I thought the bottleneck was outgoing SMS. but the Bottleneck was PDF generation. I utilized a nodeJS library that uses PhantomJS (webkit) to generate PDF. Allthough I created only one webkit instance per application instance, It was eating all the memory. Webkit being webkit.

I had to rewrite the whole PDF generation part using a lighter library (PDFKit) within a very short time, We increased the server capacity to a ~$60 Digital Ocean instance and Increased the number of application instances to 18.

After a couple of hours of downtime, The application was up. And the visitor counter started going up again. That was 5 in the morning and more than 80k people tried to register.

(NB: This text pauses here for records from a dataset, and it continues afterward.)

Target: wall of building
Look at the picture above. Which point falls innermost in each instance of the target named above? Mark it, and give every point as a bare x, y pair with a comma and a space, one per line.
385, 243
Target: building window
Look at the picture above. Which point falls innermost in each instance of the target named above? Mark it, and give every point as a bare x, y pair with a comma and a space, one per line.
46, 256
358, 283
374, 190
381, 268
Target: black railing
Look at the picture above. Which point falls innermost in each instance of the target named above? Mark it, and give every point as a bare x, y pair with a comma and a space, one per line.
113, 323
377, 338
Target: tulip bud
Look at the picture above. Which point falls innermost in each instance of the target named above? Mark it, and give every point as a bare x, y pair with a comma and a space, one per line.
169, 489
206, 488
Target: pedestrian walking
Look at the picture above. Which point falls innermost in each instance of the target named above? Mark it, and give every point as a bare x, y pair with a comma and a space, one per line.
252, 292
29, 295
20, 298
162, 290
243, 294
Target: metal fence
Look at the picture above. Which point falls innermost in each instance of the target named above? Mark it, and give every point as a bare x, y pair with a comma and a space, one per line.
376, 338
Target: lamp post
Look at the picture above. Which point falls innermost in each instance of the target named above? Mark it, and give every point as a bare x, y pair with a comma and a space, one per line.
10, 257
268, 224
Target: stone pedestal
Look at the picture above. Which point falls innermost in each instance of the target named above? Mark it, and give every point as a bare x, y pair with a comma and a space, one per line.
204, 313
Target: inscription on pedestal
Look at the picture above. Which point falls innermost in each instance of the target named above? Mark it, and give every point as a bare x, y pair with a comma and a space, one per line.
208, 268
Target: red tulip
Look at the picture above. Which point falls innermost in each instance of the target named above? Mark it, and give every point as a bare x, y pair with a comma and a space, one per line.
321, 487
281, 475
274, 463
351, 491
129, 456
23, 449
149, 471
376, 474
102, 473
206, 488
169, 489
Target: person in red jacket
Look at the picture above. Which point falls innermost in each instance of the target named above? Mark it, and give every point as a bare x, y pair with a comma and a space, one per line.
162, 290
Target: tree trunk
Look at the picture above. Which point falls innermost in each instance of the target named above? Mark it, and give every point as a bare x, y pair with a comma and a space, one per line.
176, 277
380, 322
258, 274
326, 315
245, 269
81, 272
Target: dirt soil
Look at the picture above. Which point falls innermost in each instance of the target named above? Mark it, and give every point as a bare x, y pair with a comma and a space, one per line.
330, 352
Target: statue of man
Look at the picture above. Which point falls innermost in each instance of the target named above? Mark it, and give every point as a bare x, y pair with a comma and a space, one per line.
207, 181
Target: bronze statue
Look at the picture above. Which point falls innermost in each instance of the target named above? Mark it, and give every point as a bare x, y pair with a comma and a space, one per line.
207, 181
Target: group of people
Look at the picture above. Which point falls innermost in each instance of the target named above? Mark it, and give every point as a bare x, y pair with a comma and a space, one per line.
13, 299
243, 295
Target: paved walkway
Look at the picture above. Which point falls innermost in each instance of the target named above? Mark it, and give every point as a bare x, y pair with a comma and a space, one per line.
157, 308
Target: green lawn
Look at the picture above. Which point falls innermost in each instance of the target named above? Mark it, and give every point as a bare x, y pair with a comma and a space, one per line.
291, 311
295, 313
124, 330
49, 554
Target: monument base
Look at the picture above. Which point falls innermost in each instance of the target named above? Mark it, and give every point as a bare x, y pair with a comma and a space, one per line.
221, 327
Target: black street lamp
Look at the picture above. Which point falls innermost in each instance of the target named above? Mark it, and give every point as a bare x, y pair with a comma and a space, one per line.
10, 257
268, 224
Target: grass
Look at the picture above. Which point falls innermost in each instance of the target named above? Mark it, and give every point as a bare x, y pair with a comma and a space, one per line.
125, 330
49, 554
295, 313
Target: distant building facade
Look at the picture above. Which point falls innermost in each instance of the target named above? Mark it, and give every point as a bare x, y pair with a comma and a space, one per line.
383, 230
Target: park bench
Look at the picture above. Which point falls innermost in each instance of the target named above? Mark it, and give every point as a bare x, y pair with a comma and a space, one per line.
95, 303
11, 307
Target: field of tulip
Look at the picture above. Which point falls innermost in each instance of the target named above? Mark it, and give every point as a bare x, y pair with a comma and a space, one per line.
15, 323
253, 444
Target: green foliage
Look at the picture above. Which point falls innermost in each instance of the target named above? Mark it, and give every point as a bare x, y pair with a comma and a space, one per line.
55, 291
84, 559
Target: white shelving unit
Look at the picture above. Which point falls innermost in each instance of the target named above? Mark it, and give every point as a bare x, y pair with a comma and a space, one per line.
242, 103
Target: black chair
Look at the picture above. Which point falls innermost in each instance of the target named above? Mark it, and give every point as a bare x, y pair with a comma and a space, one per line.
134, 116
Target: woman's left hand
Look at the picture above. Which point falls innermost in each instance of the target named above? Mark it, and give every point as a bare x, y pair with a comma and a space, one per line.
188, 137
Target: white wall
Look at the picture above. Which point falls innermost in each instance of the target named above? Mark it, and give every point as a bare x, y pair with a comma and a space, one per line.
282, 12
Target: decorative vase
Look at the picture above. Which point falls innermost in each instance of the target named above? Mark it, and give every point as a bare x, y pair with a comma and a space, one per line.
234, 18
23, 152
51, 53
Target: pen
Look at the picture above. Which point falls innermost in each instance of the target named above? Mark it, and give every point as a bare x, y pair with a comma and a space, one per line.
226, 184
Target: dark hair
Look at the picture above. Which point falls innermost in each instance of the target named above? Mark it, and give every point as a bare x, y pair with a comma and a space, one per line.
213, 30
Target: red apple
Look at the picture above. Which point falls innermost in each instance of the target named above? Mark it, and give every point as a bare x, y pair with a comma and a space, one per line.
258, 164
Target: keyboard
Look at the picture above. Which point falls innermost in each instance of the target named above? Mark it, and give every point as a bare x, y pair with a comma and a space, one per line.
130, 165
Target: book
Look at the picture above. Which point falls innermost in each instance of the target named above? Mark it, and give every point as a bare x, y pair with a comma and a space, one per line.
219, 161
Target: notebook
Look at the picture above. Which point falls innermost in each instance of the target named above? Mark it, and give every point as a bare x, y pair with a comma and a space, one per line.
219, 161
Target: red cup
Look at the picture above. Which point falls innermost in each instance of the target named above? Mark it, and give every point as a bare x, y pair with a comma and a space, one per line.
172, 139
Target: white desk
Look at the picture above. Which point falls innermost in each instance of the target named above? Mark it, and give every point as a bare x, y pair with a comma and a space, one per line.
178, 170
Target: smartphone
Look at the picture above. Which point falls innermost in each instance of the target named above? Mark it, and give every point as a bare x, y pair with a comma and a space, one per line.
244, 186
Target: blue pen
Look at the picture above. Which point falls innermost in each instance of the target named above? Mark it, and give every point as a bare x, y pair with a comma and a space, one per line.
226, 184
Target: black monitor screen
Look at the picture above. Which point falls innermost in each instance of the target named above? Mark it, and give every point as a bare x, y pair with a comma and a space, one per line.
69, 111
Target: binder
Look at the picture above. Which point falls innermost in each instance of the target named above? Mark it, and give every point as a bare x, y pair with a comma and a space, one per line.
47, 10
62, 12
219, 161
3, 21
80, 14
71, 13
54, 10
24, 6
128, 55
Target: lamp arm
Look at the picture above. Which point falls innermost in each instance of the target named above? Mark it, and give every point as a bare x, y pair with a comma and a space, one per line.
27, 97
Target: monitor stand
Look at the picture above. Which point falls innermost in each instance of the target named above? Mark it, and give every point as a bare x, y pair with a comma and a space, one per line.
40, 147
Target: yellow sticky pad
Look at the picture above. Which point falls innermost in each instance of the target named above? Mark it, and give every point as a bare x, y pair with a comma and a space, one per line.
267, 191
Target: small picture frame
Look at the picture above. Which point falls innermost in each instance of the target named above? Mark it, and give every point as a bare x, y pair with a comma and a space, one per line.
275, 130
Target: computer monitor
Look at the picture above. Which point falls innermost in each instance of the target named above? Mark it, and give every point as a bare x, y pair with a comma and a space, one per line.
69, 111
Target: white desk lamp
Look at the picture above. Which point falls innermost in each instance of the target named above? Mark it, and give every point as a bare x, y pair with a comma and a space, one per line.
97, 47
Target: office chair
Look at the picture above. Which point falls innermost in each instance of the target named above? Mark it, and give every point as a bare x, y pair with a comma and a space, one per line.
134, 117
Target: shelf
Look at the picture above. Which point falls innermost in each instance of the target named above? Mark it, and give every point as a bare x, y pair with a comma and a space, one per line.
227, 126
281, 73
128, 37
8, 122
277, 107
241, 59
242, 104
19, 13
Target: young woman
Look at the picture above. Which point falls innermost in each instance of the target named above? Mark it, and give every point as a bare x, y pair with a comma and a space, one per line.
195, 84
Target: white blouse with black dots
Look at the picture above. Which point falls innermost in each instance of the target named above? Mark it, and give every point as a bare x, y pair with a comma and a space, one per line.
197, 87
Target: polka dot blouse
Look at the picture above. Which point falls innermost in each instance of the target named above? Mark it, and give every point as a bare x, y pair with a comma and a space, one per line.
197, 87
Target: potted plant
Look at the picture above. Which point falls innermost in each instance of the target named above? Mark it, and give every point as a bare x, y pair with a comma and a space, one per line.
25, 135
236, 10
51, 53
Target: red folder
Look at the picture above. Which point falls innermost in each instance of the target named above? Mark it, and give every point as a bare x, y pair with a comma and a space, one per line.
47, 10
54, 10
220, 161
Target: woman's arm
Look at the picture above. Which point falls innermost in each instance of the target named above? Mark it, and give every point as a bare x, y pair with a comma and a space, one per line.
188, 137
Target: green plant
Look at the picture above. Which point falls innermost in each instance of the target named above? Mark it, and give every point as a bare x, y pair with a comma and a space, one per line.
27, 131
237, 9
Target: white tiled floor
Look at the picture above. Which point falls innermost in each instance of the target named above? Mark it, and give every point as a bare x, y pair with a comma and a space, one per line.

The first day was fine and we thought the rest of the days will go fine as well. The next day I went to a designer's event. The organisers changed their ticketing schedule again and in stead of 12 at night, they will start distributing tickets at 12 at noon. At that time, the registration automatically started and I was having Chicken biriyani at the designer's event. Suddenly got a call from the organiser. The registration site was inaccessible. I tried to figure out the reason and found abnormal traffic surge. Traffic was not even reaching the server. Digital Ocean was rejecting them. It was a DDOS attack. and entirely my mistake. I should have used cloudflare .I started configuring CloudFlare, sitting in a nearby coffee shop. I was having hard time doing this simple task, thanks to the tension. Sabbir, helped us to configure CloudFlare DNS. and the site was accessible again.

Then came another challenging part. It took only half an hour to fill the daily quota. Many people called the organiser and complained that they could not get ticket. We had a hard time convincing the organiser that for real all the tickets were taken within the short time. They thought there will be very less audience this time. They also thought there must be a technical problem we are hiding. They never had the experience of running out of tickets within half an hour.

As it turned out, That year, the biggest number of people could come to the event. The event was a huge success and The ticketing system worked fine.

I had to use every bit of resource, and try every type of optimisation in order to make it work. The experience taught me a lot.